After the pie had baked we went out for a ravine walk, delighted that the morning's snow had sifted a white layer over the trees, covering up as well the detritus now being revealed on the melting snowpack. The creek was running full and muddy with the run-off, and crows were mobbing overhead, cawing wildly. The temperature, which had been forecasted to be almost as cold as the day before, was nothing of the kind; it turned out to be a springlike, relatively mild and beautiful day with the sky clearing occasionally to allow the sun to warm things up further.

We chanced to come across a young man who lives on the street behind ours, whom we've been acquainted with since he was about eight years old, a friend of a neighbour who lives at the top of our own street. We'd seen him through a succession of three dogs over the period of our acquaintanceship, usually his mother out walking them in their turn, and occasionally he whooping it up with his friend, running through the ravine trails -- with the dog in ecstatic freedom before them.
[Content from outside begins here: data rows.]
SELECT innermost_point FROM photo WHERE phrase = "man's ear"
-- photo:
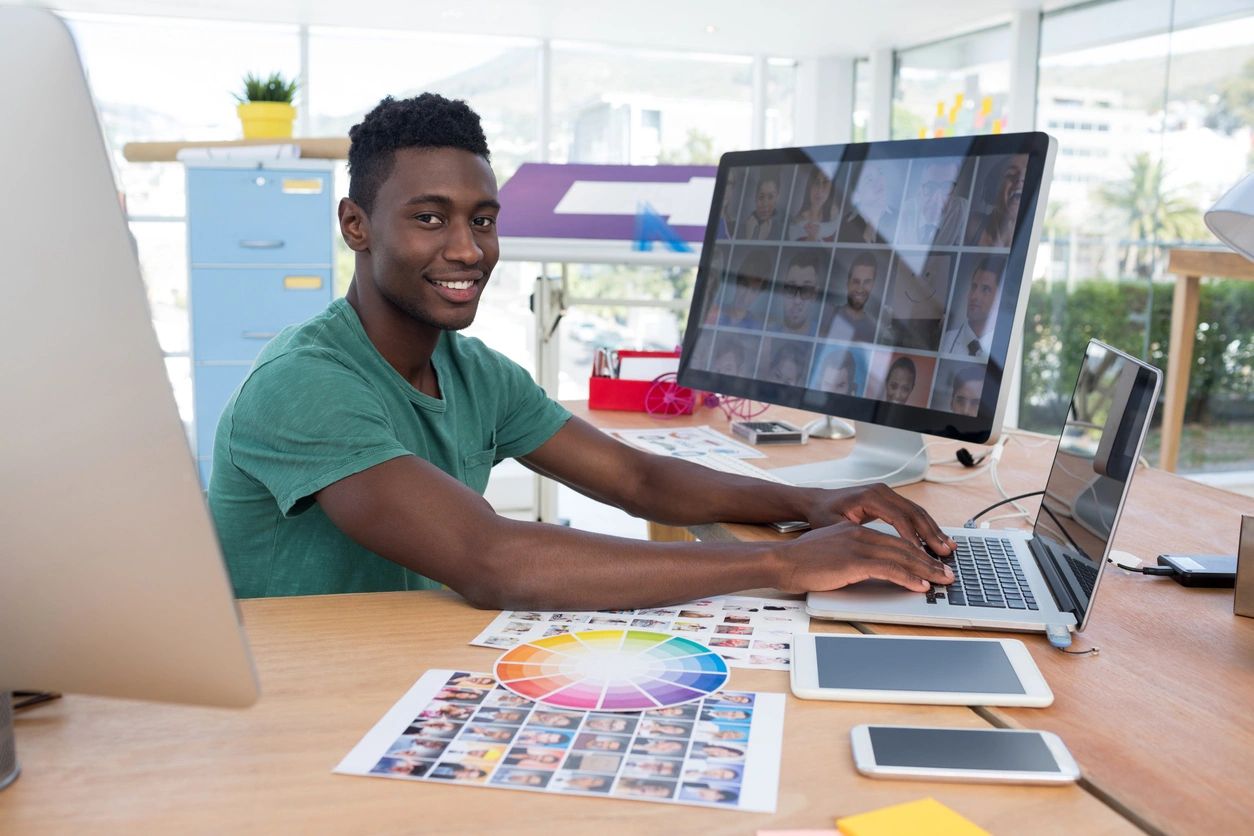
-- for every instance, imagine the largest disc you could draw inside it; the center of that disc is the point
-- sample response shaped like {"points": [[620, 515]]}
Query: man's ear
{"points": [[354, 226]]}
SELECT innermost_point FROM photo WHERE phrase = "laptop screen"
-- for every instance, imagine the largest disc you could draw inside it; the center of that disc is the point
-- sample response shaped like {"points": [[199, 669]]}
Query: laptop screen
{"points": [[1097, 453]]}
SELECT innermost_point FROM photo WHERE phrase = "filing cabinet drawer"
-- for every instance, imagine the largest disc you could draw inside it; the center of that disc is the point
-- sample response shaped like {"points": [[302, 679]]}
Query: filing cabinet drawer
{"points": [[252, 216], [212, 386], [236, 311]]}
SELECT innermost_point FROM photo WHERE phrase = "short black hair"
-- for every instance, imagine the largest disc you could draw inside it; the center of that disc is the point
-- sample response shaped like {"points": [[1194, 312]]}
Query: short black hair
{"points": [[426, 120]]}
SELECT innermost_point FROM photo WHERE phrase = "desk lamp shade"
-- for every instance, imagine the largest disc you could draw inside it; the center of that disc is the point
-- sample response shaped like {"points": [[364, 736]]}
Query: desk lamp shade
{"points": [[1232, 218]]}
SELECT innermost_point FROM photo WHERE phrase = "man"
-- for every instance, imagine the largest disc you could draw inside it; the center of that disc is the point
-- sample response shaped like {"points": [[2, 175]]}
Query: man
{"points": [[746, 296], [838, 374], [973, 339], [934, 216], [796, 311], [788, 365], [852, 321], [765, 222], [355, 454], [968, 384]]}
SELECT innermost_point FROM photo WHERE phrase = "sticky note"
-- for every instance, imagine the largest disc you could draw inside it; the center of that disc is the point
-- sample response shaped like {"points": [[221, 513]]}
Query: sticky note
{"points": [[922, 817]]}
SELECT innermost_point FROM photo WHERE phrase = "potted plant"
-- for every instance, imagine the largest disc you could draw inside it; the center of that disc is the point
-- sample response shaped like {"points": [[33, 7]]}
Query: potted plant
{"points": [[266, 107]]}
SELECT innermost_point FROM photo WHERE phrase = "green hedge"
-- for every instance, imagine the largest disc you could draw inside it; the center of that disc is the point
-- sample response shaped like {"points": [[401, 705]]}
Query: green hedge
{"points": [[1061, 321]]}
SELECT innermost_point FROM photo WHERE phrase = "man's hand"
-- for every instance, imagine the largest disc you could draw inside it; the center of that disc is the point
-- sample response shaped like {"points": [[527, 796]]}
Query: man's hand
{"points": [[847, 553], [878, 501]]}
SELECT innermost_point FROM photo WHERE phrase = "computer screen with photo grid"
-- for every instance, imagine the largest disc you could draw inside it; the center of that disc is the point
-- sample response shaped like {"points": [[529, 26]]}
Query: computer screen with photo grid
{"points": [[882, 282]]}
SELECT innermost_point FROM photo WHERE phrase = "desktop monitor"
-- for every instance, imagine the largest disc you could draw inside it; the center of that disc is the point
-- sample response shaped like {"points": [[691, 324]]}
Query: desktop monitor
{"points": [[110, 577], [880, 282]]}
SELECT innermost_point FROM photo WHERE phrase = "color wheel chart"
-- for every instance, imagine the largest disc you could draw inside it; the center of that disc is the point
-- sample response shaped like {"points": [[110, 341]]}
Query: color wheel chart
{"points": [[612, 671]]}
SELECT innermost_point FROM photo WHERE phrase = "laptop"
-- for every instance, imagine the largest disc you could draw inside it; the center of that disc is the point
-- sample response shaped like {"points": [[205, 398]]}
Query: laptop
{"points": [[1047, 578]]}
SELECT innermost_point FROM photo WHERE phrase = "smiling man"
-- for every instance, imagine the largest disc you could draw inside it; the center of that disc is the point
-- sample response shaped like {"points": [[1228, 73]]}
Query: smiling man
{"points": [[355, 454]]}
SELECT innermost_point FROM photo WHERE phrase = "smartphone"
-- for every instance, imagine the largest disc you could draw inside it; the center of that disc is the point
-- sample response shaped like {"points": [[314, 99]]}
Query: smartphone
{"points": [[977, 755]]}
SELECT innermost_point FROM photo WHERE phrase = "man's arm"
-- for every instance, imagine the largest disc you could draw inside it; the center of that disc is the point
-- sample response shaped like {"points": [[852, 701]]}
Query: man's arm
{"points": [[414, 514], [681, 493]]}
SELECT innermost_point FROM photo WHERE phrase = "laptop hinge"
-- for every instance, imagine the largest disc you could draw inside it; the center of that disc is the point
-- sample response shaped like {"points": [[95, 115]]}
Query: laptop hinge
{"points": [[1053, 579]]}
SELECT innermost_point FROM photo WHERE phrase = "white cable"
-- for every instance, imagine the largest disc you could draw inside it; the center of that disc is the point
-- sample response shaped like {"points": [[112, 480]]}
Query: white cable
{"points": [[890, 473]]}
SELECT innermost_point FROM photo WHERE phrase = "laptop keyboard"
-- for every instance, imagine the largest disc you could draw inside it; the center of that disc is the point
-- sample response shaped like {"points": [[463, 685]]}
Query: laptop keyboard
{"points": [[1085, 573], [987, 573]]}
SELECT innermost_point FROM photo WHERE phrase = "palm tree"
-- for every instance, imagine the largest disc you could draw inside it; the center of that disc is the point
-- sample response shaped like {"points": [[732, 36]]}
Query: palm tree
{"points": [[1150, 211]]}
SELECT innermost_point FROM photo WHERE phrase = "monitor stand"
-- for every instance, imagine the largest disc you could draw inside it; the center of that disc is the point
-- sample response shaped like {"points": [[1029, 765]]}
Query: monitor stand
{"points": [[8, 747], [880, 454]]}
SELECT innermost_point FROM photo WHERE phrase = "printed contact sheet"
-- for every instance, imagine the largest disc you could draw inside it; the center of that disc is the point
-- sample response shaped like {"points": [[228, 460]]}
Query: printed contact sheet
{"points": [[745, 631], [721, 750]]}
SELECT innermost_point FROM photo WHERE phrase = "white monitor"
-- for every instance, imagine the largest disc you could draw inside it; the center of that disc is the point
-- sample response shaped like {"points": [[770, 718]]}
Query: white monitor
{"points": [[110, 577], [880, 282]]}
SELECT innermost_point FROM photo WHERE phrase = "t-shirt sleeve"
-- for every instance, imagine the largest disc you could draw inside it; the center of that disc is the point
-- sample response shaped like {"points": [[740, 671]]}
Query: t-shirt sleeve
{"points": [[305, 421], [528, 416]]}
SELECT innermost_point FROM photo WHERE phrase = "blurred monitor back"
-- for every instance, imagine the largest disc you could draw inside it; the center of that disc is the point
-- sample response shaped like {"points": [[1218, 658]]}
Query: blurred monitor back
{"points": [[110, 575]]}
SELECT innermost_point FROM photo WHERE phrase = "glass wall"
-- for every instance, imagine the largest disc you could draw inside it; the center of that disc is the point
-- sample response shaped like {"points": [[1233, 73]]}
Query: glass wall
{"points": [[1150, 104], [862, 99], [956, 87], [643, 108]]}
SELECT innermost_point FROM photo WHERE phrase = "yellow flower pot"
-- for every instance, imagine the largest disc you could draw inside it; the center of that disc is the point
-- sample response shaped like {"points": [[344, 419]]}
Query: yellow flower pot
{"points": [[266, 119]]}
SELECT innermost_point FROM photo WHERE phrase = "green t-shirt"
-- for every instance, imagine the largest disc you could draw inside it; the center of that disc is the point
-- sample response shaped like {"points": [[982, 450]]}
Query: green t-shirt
{"points": [[322, 404]]}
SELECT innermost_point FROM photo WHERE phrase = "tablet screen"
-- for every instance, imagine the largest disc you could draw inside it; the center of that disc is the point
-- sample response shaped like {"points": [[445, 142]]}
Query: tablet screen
{"points": [[859, 663]]}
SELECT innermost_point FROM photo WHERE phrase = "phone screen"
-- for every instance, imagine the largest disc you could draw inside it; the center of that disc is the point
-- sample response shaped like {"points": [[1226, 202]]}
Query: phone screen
{"points": [[962, 748]]}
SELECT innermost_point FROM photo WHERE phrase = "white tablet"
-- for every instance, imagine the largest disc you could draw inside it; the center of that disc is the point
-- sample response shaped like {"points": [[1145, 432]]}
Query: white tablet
{"points": [[917, 669]]}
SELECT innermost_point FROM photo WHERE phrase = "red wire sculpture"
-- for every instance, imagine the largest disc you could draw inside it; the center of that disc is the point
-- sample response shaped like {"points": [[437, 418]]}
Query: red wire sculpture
{"points": [[666, 399]]}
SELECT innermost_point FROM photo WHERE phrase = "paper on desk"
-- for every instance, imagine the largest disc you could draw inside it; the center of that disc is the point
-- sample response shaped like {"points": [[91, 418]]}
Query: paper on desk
{"points": [[746, 632], [686, 443], [460, 727], [646, 367]]}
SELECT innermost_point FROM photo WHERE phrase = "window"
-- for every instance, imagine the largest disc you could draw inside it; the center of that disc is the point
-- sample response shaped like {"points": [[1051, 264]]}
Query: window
{"points": [[862, 99], [1149, 99], [351, 69], [705, 105], [954, 87]]}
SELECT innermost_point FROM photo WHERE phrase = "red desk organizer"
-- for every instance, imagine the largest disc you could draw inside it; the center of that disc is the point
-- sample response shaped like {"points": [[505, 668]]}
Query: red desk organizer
{"points": [[625, 395]]}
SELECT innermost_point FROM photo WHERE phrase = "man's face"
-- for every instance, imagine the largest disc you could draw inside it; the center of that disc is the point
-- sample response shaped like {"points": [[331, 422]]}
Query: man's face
{"points": [[1012, 187], [862, 282], [786, 370], [934, 191], [433, 235], [980, 300], [800, 288], [966, 397], [900, 384], [768, 196]]}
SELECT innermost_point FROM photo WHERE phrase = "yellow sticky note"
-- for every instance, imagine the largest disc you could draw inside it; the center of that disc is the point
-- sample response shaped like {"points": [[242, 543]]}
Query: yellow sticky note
{"points": [[922, 817]]}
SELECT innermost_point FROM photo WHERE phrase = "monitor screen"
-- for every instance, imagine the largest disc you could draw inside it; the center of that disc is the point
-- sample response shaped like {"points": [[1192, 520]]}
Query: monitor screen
{"points": [[1101, 440], [880, 282]]}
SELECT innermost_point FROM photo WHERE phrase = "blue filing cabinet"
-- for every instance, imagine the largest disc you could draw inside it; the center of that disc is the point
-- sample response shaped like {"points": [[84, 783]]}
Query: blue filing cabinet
{"points": [[260, 251]]}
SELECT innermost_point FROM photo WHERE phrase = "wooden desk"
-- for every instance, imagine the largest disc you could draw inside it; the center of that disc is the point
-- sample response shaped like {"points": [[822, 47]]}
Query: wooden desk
{"points": [[331, 666], [1161, 721]]}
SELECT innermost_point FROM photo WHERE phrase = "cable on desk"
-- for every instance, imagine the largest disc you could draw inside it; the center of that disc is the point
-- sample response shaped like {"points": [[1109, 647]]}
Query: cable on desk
{"points": [[971, 523]]}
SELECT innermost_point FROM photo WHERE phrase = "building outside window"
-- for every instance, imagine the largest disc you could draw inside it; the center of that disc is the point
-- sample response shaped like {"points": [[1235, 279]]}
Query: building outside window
{"points": [[1146, 100]]}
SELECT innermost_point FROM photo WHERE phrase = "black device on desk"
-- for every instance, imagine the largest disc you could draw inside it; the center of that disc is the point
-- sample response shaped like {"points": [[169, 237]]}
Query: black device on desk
{"points": [[1217, 570]]}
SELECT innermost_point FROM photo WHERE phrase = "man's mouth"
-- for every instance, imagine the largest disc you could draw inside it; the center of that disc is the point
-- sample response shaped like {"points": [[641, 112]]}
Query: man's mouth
{"points": [[458, 288]]}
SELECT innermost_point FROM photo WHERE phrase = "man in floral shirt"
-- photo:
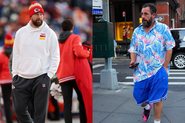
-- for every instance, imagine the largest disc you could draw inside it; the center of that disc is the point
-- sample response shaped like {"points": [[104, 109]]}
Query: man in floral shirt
{"points": [[151, 47]]}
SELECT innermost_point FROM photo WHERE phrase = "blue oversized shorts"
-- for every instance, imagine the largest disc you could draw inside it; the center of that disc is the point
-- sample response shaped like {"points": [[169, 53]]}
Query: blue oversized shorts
{"points": [[153, 89]]}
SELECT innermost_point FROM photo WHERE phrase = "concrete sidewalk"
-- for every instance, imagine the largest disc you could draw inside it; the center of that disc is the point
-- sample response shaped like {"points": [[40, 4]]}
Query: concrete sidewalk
{"points": [[118, 106]]}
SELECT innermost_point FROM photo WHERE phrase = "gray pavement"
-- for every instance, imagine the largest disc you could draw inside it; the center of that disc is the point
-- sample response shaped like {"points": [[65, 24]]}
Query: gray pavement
{"points": [[118, 106]]}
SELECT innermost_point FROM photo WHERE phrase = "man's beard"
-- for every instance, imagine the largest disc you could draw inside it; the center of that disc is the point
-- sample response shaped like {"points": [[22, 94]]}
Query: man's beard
{"points": [[146, 23], [37, 23]]}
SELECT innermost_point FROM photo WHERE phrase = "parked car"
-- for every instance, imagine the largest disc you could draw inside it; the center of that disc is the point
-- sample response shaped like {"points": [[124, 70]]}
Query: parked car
{"points": [[178, 56]]}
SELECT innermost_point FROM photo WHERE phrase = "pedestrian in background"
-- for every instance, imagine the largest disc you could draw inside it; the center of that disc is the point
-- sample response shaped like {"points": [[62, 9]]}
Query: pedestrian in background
{"points": [[151, 47], [5, 76], [70, 49], [35, 61]]}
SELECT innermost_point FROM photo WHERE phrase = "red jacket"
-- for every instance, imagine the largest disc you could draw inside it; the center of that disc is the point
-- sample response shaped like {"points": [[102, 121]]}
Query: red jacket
{"points": [[5, 76], [68, 50]]}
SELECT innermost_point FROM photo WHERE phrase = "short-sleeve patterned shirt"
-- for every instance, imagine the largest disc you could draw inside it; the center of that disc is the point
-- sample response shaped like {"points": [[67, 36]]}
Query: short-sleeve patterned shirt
{"points": [[150, 48]]}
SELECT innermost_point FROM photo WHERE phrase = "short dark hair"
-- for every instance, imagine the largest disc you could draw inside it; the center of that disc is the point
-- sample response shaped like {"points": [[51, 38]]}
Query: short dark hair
{"points": [[151, 6], [67, 25]]}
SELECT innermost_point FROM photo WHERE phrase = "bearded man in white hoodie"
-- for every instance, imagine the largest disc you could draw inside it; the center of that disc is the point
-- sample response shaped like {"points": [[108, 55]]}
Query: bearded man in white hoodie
{"points": [[35, 61]]}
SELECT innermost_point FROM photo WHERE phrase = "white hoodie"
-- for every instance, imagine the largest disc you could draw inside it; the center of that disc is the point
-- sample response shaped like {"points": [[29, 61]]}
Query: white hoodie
{"points": [[35, 52]]}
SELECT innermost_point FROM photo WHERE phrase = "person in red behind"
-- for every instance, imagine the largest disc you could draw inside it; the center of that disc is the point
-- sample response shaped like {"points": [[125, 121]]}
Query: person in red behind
{"points": [[5, 76], [74, 72]]}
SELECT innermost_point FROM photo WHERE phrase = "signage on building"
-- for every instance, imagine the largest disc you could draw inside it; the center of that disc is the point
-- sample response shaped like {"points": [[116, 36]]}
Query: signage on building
{"points": [[97, 8], [123, 13]]}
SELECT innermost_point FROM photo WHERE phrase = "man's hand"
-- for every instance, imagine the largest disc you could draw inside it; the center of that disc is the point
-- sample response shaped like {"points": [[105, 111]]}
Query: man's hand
{"points": [[55, 90]]}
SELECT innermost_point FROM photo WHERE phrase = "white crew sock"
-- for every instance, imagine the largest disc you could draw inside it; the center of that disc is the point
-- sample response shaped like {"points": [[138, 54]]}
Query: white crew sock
{"points": [[157, 121], [147, 107]]}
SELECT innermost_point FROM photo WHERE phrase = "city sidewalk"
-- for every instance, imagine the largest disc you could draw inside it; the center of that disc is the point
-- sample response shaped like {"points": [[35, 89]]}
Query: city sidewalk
{"points": [[118, 106]]}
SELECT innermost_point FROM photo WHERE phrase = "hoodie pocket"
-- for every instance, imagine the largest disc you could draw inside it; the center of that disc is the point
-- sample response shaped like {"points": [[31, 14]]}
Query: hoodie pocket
{"points": [[29, 66]]}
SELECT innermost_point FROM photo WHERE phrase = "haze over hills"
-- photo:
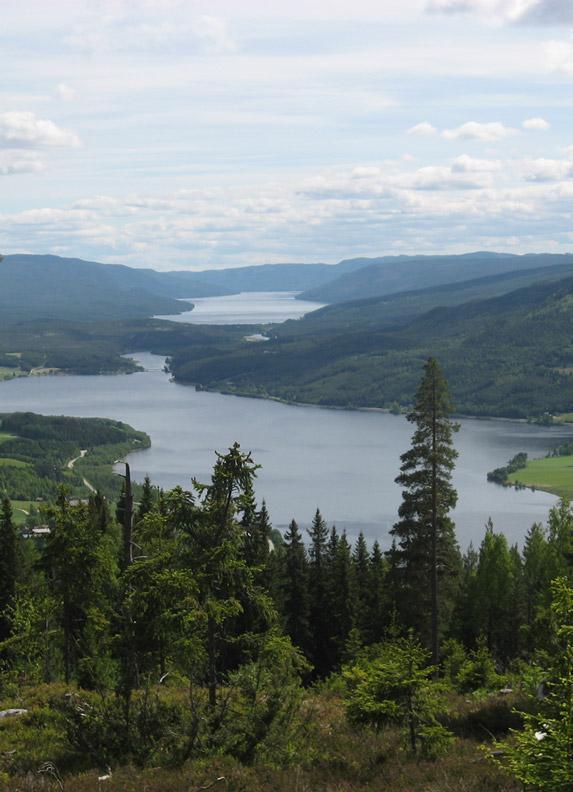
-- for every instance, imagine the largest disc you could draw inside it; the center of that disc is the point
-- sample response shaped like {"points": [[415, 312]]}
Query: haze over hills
{"points": [[280, 277], [392, 274], [393, 310], [510, 355], [49, 287]]}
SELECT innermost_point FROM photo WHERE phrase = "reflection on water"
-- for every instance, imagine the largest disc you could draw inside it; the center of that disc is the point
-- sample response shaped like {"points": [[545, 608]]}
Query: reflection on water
{"points": [[245, 308], [343, 461]]}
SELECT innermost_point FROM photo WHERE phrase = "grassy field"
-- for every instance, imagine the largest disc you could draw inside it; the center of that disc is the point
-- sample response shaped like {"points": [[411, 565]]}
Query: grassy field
{"points": [[552, 474], [341, 759], [21, 510], [9, 373]]}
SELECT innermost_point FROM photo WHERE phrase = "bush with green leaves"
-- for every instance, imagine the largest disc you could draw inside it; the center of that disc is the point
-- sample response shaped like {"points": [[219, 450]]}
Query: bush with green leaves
{"points": [[541, 755], [478, 671], [392, 684]]}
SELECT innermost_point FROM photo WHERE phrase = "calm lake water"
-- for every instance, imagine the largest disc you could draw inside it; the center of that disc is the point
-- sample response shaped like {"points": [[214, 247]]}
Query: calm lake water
{"points": [[344, 462], [245, 308]]}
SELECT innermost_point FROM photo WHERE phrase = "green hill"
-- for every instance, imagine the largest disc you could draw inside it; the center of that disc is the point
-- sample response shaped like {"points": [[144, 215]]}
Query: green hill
{"points": [[39, 288], [510, 355], [398, 309], [39, 454], [390, 275]]}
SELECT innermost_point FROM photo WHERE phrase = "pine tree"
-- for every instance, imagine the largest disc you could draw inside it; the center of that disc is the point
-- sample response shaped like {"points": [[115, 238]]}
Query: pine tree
{"points": [[318, 588], [7, 566], [147, 500], [295, 593], [536, 586], [493, 593], [378, 601], [363, 587], [428, 553], [342, 598]]}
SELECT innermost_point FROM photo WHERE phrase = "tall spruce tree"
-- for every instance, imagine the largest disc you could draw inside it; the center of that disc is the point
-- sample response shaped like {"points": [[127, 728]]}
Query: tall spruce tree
{"points": [[378, 607], [318, 588], [363, 589], [428, 556], [295, 594], [7, 566]]}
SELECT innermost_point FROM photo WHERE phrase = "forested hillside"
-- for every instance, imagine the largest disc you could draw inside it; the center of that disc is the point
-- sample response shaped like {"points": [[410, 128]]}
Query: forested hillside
{"points": [[393, 274], [39, 454], [40, 288], [207, 649], [509, 356]]}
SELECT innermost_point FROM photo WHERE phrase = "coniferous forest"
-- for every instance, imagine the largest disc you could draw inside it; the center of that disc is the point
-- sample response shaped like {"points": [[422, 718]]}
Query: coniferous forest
{"points": [[175, 640]]}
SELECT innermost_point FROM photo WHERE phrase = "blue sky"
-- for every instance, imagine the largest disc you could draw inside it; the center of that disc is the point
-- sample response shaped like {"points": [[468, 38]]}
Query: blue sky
{"points": [[185, 134]]}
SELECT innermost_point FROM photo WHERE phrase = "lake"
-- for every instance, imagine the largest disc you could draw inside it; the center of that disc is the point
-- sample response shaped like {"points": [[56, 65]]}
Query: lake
{"points": [[245, 308], [343, 461]]}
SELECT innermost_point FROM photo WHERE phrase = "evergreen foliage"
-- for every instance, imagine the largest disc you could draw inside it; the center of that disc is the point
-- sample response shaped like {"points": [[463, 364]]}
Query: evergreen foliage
{"points": [[427, 556]]}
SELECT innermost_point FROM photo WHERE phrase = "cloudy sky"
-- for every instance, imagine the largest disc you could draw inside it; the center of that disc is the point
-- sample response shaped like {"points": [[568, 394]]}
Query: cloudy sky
{"points": [[205, 133]]}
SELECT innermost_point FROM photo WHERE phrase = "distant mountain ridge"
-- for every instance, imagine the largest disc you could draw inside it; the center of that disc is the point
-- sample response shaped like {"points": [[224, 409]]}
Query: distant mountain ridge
{"points": [[508, 355], [47, 288], [393, 274], [37, 288]]}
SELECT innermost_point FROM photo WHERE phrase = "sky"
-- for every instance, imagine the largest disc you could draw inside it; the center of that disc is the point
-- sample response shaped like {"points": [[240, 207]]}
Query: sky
{"points": [[186, 134]]}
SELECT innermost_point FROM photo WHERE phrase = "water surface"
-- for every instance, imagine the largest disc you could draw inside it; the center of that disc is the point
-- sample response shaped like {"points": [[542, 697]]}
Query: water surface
{"points": [[343, 461], [245, 308]]}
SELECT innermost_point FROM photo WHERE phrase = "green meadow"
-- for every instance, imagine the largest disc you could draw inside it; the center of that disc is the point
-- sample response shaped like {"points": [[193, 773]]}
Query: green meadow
{"points": [[552, 474]]}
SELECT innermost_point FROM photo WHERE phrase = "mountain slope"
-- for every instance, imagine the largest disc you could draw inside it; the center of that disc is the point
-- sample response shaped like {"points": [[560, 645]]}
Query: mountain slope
{"points": [[404, 273], [34, 288], [398, 309], [278, 277], [510, 355]]}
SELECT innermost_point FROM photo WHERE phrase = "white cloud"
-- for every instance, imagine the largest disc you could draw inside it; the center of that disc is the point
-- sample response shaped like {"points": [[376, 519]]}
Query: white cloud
{"points": [[467, 164], [486, 133], [424, 129], [13, 161], [441, 177], [545, 170], [65, 93], [536, 124], [214, 33], [25, 130], [532, 12], [559, 56]]}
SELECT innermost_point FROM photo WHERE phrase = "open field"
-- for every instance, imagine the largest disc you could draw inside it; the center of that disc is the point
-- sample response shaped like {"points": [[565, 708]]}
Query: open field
{"points": [[21, 510], [345, 759], [9, 373], [552, 474]]}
They now have a small and overweight little Jack Russell, the third of the succession. The young man was out walking with his girlfriend, a sweetly lovely young blonde woman accompanied by her own little dog. And that dog, dustmite-sized, was busy leaping around our feet, eager to be greeted, full of life and joy, completely captivating in its diminutive charm.  It wore a little jacquard-grey woolen sweater against the snow and the cold, its tiny hood flopping about as it leaped at our feet.

A teacup-sized Yorkie; when I lifted it briefly before it insisted on being allowed to regain its own four feet firmly on terra firma, it weighed next-to-nothing. And when, as we spoke, we saw another dog coming toward us - a very large boxer-hound mix with brindled coat, the tiny Yorkie leaped in delight toward the giant that loomed over it, unafraid, curious, delighted to greet another dog.

This two-year-old Yorkie came into the young woman's life when her 18-year-old Jack Russell whom she had loved since she was herself five years of age, finally left her.